11 responses to “You’ll have to forgive me, I’m highly confused

  1. My thoughts on them: They’re both assholes, but at least Charlie is an asshole without the power to go around killing people with impunity. That I know of.

  2. Two jerks the world doesn’t really need. If I were paid 1.8 million per episode, I’d thank my lucky stars, put away for a rainy day, find some ways to give back that were genuine, try to be an example for my kids and try to enjoy life without sticking anything up my nose or in my arm, swilling booze, brawling or having public quarrels over things best kept private.

    I really enjoy Martin Sheen. Charlie? Not so much.

  3. 2.5 Men is a mildly amusing diversion. To think that anyone would get paid even a mere 1.8M pesos for this 25 minutes of predictable pap suggests that the world is mad. Or that I am just getting to be as curmudgeonly as Ian.

    Your other character, on the other hand, is a raving lunatic who is only in power because we, along with the rest of the western world, have swallowed our civilized morals and worshiped the god of Oil. Lockerbie – and we still supported him? Or am I missing something?

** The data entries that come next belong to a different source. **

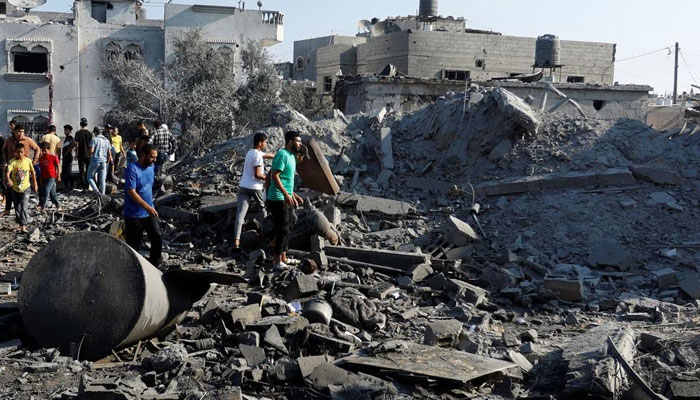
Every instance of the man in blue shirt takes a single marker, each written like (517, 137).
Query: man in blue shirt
(100, 149)
(139, 212)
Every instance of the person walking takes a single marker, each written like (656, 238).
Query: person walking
(51, 137)
(139, 212)
(164, 141)
(67, 151)
(8, 149)
(19, 175)
(83, 138)
(251, 186)
(100, 150)
(281, 196)
(50, 168)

  4. You hit the nail on the head in both cases – I actually kinda feel sorry that neither one knows how much of a jerk he really is….but you know they must be um…dysfunctional – yeah that’s it – dysfunctional…NOT! They are plain…what did Jazz say? Oh yeah…assholes.

  5. I think Robert Downey is a good guy, and far more talented than Charlie Sheen, despite Sheen’s ability to bring a little bit of Libya to the American people. We are under siege from assholes, and it wouldn’t surprise me if Gadhaffi began to demand three million for every tirade.

  6. Thank you for the old chestnut about denial…cheered me up tremendously.

  7. You raise some really good points, Vic. And you are probably as curmudgeonly as I, which is why we get on so well.

  8. Talking of rants, dd you see this? Fun quiz though I’ve never heard of Glenn Beck.

    I saw Charlie Sheen on the Piers Morgan show and, although he’s acted like an utter wanker as regarding booze, drugs and prostitutes, at least he doesn’t deny what he is doing. But age will catch him out eventually, I imagine.

  9. Glenn Beck is a loudmouthed, self-styled pundit on American TV. Unfortunately he has a lot of followers. Pretty much the same ones who subscribe to the dubious charms of Ms. Palin.

  10. I thought that show had gotten pretty disgusting. I’m glad Sheen’s been called out. And I will never like him.

    Why is it you do so many good posts when I’m taking a computer break? I loved your last two.

  11. Geewits: Thank you so much for your compliment. Means a lot to me.